The biggest challenge is to predict future outcomes for the patient and to advise the young man meaningfully about his likely future medical trajectory.
David Bowen, MD
Leeds, United Kingdom
I would recommend warfarin therapy to reduce the thrombotic risk.
Pietro Accardo, MD
Yes, there is a quantitative cutoff for which the allele burden is considered clinically significant. At least practically, and that cutoff is at 0.1%. Real-time PCR tests (depending on the nature of the design) can yield a ‘positive’ response given enough amplification cycles. So, it is important to judge the very low values according to the test platform that was used to make a call at 0.06%. Many ‘normal’ samples have yielded very low JAK2 variant positives in the past with PCR assays (real-time PCR, TaqMan based PCR, allele-specific PCR, Droplet Digital PCR).

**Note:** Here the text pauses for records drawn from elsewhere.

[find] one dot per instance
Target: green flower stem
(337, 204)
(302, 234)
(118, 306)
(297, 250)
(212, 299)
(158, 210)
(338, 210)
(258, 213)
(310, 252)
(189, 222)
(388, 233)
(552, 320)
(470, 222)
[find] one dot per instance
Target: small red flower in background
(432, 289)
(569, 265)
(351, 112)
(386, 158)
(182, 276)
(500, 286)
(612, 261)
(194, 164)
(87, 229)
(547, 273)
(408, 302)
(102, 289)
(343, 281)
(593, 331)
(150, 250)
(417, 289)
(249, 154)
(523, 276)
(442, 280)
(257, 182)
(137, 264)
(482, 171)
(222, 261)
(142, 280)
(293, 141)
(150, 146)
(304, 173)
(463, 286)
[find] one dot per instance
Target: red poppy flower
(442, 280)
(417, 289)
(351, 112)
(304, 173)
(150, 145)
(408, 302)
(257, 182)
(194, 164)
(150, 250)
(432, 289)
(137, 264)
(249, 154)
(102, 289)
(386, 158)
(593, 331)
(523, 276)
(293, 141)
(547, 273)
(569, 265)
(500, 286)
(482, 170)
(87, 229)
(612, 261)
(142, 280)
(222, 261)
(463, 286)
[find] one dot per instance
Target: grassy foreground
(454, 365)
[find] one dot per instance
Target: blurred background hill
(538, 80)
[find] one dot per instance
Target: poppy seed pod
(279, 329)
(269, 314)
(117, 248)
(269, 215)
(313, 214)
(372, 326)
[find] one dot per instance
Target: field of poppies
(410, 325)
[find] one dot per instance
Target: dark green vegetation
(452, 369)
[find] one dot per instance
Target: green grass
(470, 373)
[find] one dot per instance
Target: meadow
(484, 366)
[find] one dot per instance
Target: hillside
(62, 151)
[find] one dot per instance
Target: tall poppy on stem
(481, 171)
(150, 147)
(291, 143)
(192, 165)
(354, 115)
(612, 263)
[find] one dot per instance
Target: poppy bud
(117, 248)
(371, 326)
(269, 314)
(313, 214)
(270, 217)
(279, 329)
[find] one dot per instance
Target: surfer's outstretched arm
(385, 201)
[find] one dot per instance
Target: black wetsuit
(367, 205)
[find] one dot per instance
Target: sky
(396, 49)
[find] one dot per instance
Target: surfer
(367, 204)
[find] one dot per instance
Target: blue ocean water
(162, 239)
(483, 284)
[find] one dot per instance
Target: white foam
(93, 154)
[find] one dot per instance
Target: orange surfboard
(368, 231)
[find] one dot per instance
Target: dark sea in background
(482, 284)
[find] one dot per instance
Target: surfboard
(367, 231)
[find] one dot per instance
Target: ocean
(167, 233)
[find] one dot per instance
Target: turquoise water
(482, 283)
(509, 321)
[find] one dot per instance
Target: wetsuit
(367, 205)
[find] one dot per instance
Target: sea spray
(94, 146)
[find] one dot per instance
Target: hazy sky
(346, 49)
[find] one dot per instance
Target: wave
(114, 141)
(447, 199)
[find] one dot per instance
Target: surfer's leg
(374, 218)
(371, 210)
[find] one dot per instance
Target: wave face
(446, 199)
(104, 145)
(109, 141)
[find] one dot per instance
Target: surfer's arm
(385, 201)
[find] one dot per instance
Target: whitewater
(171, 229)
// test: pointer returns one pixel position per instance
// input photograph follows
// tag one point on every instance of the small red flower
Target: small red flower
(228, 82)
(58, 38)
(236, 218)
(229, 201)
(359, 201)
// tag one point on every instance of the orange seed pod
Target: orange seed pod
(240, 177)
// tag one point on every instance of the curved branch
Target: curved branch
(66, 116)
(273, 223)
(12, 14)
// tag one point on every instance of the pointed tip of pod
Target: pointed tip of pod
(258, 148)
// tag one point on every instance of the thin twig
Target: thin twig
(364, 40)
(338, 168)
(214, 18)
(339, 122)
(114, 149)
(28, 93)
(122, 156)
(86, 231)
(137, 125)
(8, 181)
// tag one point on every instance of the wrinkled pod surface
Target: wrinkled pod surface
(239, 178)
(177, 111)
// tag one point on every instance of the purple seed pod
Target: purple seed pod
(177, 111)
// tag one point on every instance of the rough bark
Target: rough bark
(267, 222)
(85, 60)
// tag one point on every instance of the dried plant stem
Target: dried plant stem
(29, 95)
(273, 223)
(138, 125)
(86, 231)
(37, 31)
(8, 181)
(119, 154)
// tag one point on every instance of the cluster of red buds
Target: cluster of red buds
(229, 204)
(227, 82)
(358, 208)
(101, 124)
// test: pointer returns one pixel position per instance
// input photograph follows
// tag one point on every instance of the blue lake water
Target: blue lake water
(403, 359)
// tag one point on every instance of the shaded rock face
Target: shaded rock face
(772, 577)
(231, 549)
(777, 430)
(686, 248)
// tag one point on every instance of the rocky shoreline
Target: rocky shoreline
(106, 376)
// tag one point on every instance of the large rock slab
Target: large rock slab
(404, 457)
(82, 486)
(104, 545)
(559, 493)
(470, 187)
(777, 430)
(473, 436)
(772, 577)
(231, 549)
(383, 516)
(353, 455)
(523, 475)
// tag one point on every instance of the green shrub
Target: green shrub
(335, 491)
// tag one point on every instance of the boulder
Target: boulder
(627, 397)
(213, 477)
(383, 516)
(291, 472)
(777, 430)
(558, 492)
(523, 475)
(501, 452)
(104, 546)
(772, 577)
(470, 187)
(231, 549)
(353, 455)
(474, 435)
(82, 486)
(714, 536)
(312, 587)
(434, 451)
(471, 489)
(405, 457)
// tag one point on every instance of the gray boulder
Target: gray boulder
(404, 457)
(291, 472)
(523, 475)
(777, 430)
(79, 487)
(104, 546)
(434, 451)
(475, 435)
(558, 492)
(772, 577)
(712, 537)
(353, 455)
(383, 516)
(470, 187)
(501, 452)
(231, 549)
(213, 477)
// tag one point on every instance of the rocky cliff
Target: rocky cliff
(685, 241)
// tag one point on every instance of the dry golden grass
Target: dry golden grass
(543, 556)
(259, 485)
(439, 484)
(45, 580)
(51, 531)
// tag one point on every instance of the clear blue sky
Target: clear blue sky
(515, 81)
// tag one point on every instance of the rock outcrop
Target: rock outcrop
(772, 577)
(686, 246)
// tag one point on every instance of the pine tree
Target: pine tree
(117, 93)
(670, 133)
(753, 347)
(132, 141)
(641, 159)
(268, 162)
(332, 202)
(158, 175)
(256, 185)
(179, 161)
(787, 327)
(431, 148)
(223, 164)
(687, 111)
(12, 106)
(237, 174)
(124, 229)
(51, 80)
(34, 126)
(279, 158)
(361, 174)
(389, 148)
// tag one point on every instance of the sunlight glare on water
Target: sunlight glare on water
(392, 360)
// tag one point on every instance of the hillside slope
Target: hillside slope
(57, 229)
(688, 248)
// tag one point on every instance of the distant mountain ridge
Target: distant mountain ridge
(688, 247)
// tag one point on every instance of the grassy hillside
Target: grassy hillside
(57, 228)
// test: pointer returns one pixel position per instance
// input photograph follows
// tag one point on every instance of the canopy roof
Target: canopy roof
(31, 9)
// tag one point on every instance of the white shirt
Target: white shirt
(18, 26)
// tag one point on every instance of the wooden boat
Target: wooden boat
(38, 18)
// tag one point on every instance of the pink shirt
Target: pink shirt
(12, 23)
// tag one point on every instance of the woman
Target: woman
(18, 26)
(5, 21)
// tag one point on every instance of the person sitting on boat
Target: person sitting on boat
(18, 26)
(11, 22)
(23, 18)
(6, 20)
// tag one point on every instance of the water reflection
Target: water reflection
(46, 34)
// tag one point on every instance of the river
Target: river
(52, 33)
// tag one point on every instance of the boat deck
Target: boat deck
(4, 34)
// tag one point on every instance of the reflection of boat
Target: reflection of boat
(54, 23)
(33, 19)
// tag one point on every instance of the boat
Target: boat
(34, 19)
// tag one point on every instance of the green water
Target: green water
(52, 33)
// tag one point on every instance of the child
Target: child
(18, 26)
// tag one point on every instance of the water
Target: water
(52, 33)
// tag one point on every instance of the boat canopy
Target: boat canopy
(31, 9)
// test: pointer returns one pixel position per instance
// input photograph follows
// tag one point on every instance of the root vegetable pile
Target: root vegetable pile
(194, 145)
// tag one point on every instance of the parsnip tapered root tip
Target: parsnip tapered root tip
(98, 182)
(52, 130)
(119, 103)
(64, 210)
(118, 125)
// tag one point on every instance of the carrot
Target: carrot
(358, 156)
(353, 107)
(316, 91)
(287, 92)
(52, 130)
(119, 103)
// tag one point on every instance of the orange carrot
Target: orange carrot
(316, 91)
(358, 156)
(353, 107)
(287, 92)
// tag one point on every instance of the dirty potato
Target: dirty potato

There is not a lot of support to blame the thrombosis on JAK2 V617F variant at this low of a value. There have been many reports of individuals with this low of a variant load being ‘normal.’ The causes of thrombosis should be diagnosed through the various blood tests (complete blood count, coagulation testing) that evaluate clotting factors for that individual.
Scott Reading, PhD
Salt Lake City, UT
The variant allele (JAK2 V617F) seems extremely low (0.06%). Still, if this result is clearly above the cutoff of the quantitative assay method, I would assume that the Budd-Chiari syndrome is related to an early myeloproliferative neoplasm, e.g. polycythemia vera or essential thrombocythemia. Regular follow-up, aspirin, and anticoagulant therapy should be considered.